Are the bureaucrats coming for our classics? The signs are worrying

| 2 Mar 2016

Ever since the first concession to classic car owners – giving VED exempt status to pre-1973 historic vehicles – the more suspicious of us (those who believe that you really don’t get owt for nowt) have been warning of the fact that if you are aiming to restrict the freedom of a group of people, first you must identify them and then label them. When the MoT exemption for pre-1960s cars was introduced a couple of years ago, I became all the more certain that more stifling regulation was just around the corner.

Thankfully it wasn’t and at the moment I am still free to use my cars as I wish. This morning, as on most days, I packed my two daughters into a ropy 1965 Triumph 2000 auto that's packing a 2.5 engine and manual/overdrive gearbox and drove them to school. After that I drove to work in the same car. And this evening I will drive home in it. At the weekend, like most dads, I will just be a taxi between gymnastics, drama and all the other activities designed to drain kids of energy in the same car. The only real change in this routine is when the car is a 1968 Jensen Interceptor or, when both my current classics are off the road, and it does happen, the car is actually a bus.

Now, I don’t want to debate the necessity of using my classic cars for this as much as my freedom to use my classic cars for this. 

And that is why I find the recent statement from FIVA so sinister. You see FIVA president Patrick Rollet has declared that because I use them like this they cannot be historic vehicles. On three counts: daily usage, modifications and condition. That is not only a nonsense and an insult, but also a threat. It is taking us down a one-way street to regulation and restriction for those few cars that, by his definition fit the criteria to be considered historic. Or worse, those cars that do not fit the definition – which is just about every regularly used classic – potentially being legislated off the roads completely.

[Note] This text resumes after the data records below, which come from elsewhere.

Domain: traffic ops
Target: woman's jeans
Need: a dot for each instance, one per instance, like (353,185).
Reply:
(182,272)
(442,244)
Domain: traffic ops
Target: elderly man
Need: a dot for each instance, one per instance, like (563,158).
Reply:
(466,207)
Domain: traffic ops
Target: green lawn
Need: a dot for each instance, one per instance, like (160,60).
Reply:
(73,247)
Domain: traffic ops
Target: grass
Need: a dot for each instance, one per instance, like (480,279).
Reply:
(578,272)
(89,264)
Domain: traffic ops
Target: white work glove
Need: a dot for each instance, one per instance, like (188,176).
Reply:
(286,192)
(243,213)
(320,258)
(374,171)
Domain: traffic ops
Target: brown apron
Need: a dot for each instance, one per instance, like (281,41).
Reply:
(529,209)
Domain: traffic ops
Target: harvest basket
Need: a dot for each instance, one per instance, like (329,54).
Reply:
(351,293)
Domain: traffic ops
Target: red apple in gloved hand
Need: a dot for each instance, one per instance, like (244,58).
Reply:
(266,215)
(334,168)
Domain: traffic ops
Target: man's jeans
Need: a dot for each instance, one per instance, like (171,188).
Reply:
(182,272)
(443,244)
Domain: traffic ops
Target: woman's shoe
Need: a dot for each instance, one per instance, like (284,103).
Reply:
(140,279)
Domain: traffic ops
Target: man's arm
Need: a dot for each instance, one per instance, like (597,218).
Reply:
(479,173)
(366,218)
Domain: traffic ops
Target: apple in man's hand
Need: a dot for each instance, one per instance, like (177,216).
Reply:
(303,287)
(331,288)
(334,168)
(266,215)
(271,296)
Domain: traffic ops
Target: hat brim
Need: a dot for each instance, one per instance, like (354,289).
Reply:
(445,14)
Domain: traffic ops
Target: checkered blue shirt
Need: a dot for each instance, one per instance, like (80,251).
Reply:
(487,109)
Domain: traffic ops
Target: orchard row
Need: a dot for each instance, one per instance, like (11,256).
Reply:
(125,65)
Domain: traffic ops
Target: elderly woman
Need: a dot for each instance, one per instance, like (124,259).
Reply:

A lot of noise has been made about how attitudes towards classics on the continent vary to those in the UK, but while I have bumped into a few Europeans who treat their seldom-used, pristine classics as jewellery – and one Dolomite Sprint owner on Club Triumph’s Round Britain Reliability Run who declared every other cars a disgrace that wouldn’t even be road legal in his native Switzerland – no higher a proportion than in the UK.

The vast majority I have met are exactly the same as us, have the same passion and the same priorities.
In fact, to my mind anyone who can declare that any classic that is modified, used regularly or less than pristine is not historic is not an enthusiast at all.

There is an equal amount of back-pedalling suggesting that something might have been lost in translation, but rest assured the statement from M Rollet was unequivocal: for a classic to be a historic vehicle it must be “preserved and maintained in a historically correct condition and not used as daily transport”. 

If that just meant that I couldn’t drive in a Low Emission Zone, it wouldn’t worry me at all (why would I want to put an old car through the torture of driving in central London anyway?). What does concern me is that in securing the right for historic vehicles to use these zones FIVA is happy to negotiate away far greater freedoms for the rest of us.

Of course, it is important to distinguish between the usage of the terms “historic vehicle” and “classic car” in an emotional sense and in a legislative sense because my default is the former and FIVA’s is the latter.

If FIVA gets it way and its intent in defining the cars is solely for the purpose of negotiating exemptions, then that is absolutely fine by me. On one condition: that I can tax my non-historic car and stay out of ULEZs and continue to use it daily. Let’s get this straight, I am extremely grateful for, but do not have any sense of entitlement to, any of the legislative and financial perks of classic car ownership. I would be the same obsessive even without them, but the only legislation I truly hold dear is my right to use a classic car when and how I like. I’m happy to pay for that, but my biggest fear is that the thin end of the wedge we stand on today is one in which, with barely any effort on the part of the authorities, classics such as mine could be outlawed entirely. 

After all, now M Rollet has idetified them and labelled what makes an historic vehicle, the next step in this process is for all those immaculate, 100% original hobbyist historic vehicles to have their movement restricted in return for tax, MoT and ULEZ exemptions, while the next logical step for Government is to start banning non-exempted cars systematically on the grounds of emissions. With the truly “historic" vehicles listed, the next time the authorities want to stimulate car sales (sorry, I mean protect the environment) by driving older cars off the road, suddenly lots of classics will neither fit FIVA’s description of a protected historic vehicle nor a potential future Government definition of legal road transport. And that is the danger: this would rid the streets of a lot of old cars, but it would take thousands of much-loved and genuine classics with them. Including mine.